The author does not aim to discover where Philip K. Dick was coming from or what happened during the periods when they lost contact, for example when he got married and his wife wasn’t keen on his younger friends, or when Mary was living with a boyfriend and so busy with her theatrical performances that she couldn’t always make time for a social life. She does not try to make up for gaps or recreate things that she was not witness too. She does include photographs of events relevant to the narration, drawings, etc., and has obtained some of the correspondence a common friend had kept, but in its majority, the book is made up of anecdotes, conversations and events that the writer remembers in plenty of detail, as would be expected of somebody talking about a close and dear friend. I also got the sense, from the book and the foreword, that Dick had remained a topic of conversation for his group of friends and some of the episodes mentioned have been reminisced upon more than once.
As it has been noted often (and is also mentioned in the foreword of the book), anybody who attempts to tell somebody else’s story, ends up telling his or her own, and the author gives us a wonderful insight into ten years of her life, from her years as a student, performing and putting on plays, to having her own theatre company, and working herself to exhaustion. It is a vivid portrayal of a type of life, a place and a period, that will make readers wish they were there, going to watch A Clockwork Orange with Philip K. Dick, or meeting Ridley Scott to talk about Blade Runner. It isn’t a glamorous story or a celebrity autobiography (thankfully!), and it has ups and downs, moments of enlightenment and regrets, happy moments and doubts and what ifs, but that’s what real life is like. The author writes as if she was telling her memories of Dick to a close friend, or perhaps as if she was retelling herself the episodes she recalls, trying to puzzle together and order her thoughts, to grab hold of her experience and not let go. It is an intimate and reflective style of writing that makes the reader feel close to both actors and events.
I personally enjoyed getting to know both the author of the book and a bit more about Philip K. Dick, the friend of his friends.
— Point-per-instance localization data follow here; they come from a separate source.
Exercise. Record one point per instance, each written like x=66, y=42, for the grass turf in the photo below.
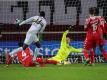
x=53, y=72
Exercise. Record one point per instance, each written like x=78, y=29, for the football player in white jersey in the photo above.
x=38, y=25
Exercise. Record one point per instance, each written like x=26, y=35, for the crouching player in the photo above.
x=63, y=52
x=25, y=57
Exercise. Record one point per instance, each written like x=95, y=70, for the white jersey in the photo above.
x=38, y=24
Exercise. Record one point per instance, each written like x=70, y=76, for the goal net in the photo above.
x=60, y=14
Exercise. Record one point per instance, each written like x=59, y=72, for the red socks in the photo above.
x=86, y=54
x=104, y=54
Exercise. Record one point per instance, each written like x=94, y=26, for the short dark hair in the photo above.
x=42, y=13
x=20, y=44
x=94, y=11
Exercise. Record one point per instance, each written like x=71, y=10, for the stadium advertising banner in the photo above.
x=57, y=11
x=48, y=47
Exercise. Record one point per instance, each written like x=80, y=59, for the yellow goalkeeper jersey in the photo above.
x=64, y=50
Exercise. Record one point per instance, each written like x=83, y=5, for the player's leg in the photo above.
x=92, y=57
x=101, y=43
x=103, y=52
x=37, y=44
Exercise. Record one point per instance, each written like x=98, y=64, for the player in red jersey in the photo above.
x=94, y=25
x=25, y=57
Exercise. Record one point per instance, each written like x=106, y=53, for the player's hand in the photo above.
x=81, y=49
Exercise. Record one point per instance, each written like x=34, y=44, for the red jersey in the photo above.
x=25, y=57
x=94, y=25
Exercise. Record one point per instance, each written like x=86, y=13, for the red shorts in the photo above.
x=92, y=40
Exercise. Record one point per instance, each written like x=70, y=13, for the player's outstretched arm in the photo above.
x=26, y=21
x=79, y=50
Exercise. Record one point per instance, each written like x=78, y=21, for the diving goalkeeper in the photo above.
x=63, y=52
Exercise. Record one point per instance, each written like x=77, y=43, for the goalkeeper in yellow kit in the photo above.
x=63, y=52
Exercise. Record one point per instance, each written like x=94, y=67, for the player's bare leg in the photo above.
x=91, y=58
x=103, y=52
This is not a book for somebody looking to acquire facts and figures about Dick, or a comprehensive biography, warts and all. It isn’t a book that talks in detail about his writing (although there are references to his comments at the time and the stories he shared), and it isn’t a gossip column trying to settle grudges (and sadly this is not the first non-fiction book I read where the people really close to somebody are pushed aside by the individual’s official family when s/he is no longer able to do anything to prevent it). This book will be of interest to people who want to find a new dimension, a more personal one, to Dick the man rather than the myth. And also to readers who want to experience the era of the 1970s (and early 80s) in California as it would have been for a very talented and artistic group of friends. I wish I could have been a fly on the wall at some of those meetings. That’s not possible but at least I have this book.